At my company we use teams, slack, skype and discord (yes, really).

Heres the thing though; The first time I used Zoom I was actually petrified
(as I usually am) that I have to install /another/ application and figure out
compatibility issues, especially because I'm one of those crusty die hard
linux users. I panicked so bad that I resorted to using my phone.

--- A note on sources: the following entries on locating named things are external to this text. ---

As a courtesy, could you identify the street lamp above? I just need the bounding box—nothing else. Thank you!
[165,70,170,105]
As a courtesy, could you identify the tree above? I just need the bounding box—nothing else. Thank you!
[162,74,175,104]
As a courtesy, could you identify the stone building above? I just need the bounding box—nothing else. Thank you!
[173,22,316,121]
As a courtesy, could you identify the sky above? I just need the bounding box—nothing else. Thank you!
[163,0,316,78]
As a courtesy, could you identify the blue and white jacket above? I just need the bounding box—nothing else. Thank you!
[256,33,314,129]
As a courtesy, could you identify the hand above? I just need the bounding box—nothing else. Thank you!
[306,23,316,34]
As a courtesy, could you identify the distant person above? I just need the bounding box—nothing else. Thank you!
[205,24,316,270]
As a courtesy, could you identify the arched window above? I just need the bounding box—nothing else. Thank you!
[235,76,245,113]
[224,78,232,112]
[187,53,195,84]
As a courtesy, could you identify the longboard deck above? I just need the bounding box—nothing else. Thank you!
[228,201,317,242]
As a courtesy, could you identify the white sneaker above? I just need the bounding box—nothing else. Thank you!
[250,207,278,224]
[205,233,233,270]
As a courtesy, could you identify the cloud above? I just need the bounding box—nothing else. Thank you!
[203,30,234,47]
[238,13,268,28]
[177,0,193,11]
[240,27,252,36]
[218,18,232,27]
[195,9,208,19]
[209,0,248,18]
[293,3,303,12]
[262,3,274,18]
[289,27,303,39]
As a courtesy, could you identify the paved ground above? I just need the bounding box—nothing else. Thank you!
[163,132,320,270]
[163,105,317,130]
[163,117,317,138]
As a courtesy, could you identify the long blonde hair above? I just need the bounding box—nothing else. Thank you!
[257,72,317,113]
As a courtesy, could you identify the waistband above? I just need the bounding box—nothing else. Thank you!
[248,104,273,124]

(Tip: don't attend interviews with your phone recording from your hand, it
looks super unprofessional I'm told)

The second time I had a zoom meeting I just clicked the URL in the meeting
request and it worked!

You have to understand, I'm coming from a place where things almost never
work. Exchange? nah, maybe 2007, or was it 2003, who knows. Teams? Their linux
port not only consumes all available CPU on my laptop (which is not a slouchy
laptop) but it doesn't even function correctly with basic stuff. Slack works a
treat (as long as I don't do screen sharing) and I suspect that this is
largely why it caught on too.

My point is simple here: Proper convenience is hard to get right. On-boarding
is a enormous part of why Slack is trouncing other instant messaging efforts
(IRC especially).

The security is lackluster but very honestly (and with a heavy heart) I have
to say that the majority of people don't care until it affects them.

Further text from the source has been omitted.